India doesn’t yet have large-scale semiconductor fabrication plants, but that’s changing. The first two fabs, backed by Tata and Vedanta with government support, are under construction and expected to start production by 2027. These will focus on legacy nodes (28nm and above), which are still used in cars, appliances, and industrial systems. While India won’t compete with TSMC’s 3nm chips yet, it’s building the foundation to make chips for everyday electronics locally.
It’s not just about cost. India offers a massive domestic market, a young workforce, and political stability. The PLI scheme made financial incentives too good to ignore. Plus, companies wanted to reduce reliance on China. Vietnam has capacity limits and rising labor costs. India’s scale-over 1.4 billion people and 600 million internet users-means brands can sell and make products in the same country.
For smartphones, TVs, and wearables, yes. Quality control at factories like Foxconn and Samsung in India meets global standards. Independent tests by Consumer Reports and India’s Bureau of Indian Standards show no significant difference in durability or performance. The difference is in the supply chain: Indian-made products now use more local parts, which can mean slightly longer lead times but better long-term support.
India is strong in AI software but still catching up in hardware. Companies like Sankalp Semiconductor is a startup creating AI chips for edge computing applications are designing processors for autonomous drones and smart agriculture. Robotics startups like GreyOrange is a robotics company that builds automated warehouse systems used by Flipkart and Amazon India are deploying robots in logistics. The gap is in high-precision motors and sensors-but local manufacturing of these is starting to grow.
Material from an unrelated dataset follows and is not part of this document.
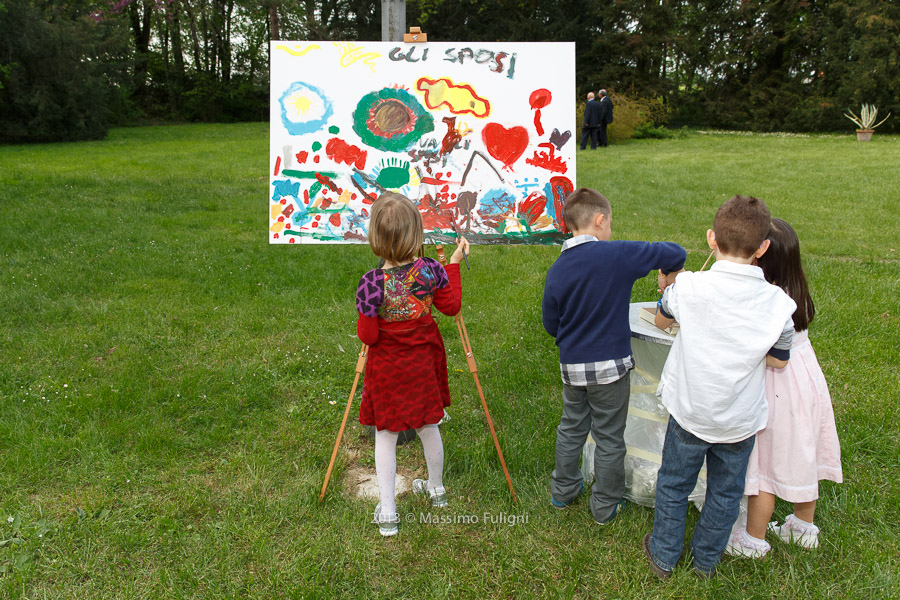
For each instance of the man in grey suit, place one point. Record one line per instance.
(605, 117)
(591, 126)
Access to capital for deep tech startups. While consumer electronics manufacturing is booming, funding for hardware innovation-especially in areas like quantum computing or advanced sensors-remains limited. Venture capital still prefers software. Without more investment in R&D and pilot manufacturing, India risks being stuck as a producer of mature tech, not a creator of next-gen tech.
India’s journey in electronics manufacturing isn’t about replacing China. It’s about creating a parallel system-one that’s resilient, inclusive, and built for its own needs. When a farmer in Punjab uses a solar-powered irrigation controller made in Rajasthan, or a nurse in Bihar uses a portable ECG machine designed in Hyderabad, that’s real technological advancement. It’s not measured in gigaflops or patent counts. It’s measured in lives improved, jobs created, and supply chains that don’t break when a ship gets stuck in the Suez Canal.